When emergency services did arrive, Abercrombie couldn’t leave Dawn’s side. “They were trying to get me to get up and walk away from the scene. I was just blubbering and in tears in that moment, holding onto her hand and telling them that I couldn’t get up and I couldn’t walk away,” Abercrombie said. “I was hysterical. I couldn’t walk away because I promised her I wouldn’t leave.”

22-year-old Tristan Bartlett of Rabun Gap is charged with two counts of second-degree vehicular homicide in the accident that claimed the lives of Macon County Deputy David Head and his wife Dawn. (Rabun County Sheriff’s Office)

She can remember her friends back at the car screaming for her to step away as emergency services pulled her away from the deceased, and as the adrenaline started to wear off, more of the realities began to set in. Abercrombie was bruised on both her left and right sides from the impact, she was limping, and she’d had surgery a month before. Her friends and husband were worried something inside her might have ripped open.

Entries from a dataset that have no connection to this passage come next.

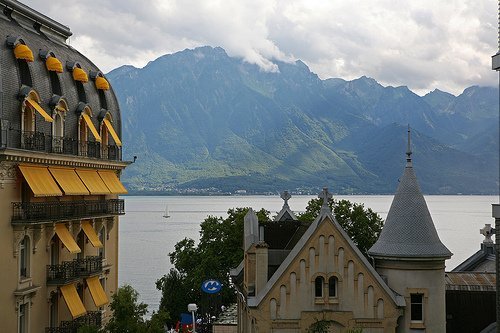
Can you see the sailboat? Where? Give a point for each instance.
(167, 213)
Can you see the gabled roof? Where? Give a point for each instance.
(409, 231)
(324, 217)
(478, 261)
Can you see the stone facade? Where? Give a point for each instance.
(64, 239)
(323, 278)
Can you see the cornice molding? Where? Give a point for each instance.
(24, 156)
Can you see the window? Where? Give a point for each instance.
(80, 240)
(332, 287)
(102, 99)
(82, 96)
(53, 309)
(417, 307)
(24, 72)
(24, 252)
(102, 238)
(54, 83)
(318, 287)
(23, 322)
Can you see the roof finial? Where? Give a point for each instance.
(285, 196)
(408, 150)
(325, 195)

Her best friend, driving in her swimsuit, was covered in seatbelt burns that had begun to turn purple. Her friend’s husband cracked the windshield of their car with his skull. Abercrombie and her best friend left the scene in an ambulance out of an abundance of caution. “By the time we got to the ER, her arms looked absolutely terrible from the airbag,” Abercrombie said.

With everything that happened, all Abercrombie can hope for is the least amount of emotional pain for everyone affected in the wreck, the 22-year-old who caused the wreck included. “I don’t know what happened to him, and I don’t know why it happened, but there’s a loss of life there as well because I don’t think he’ll ever be the same.”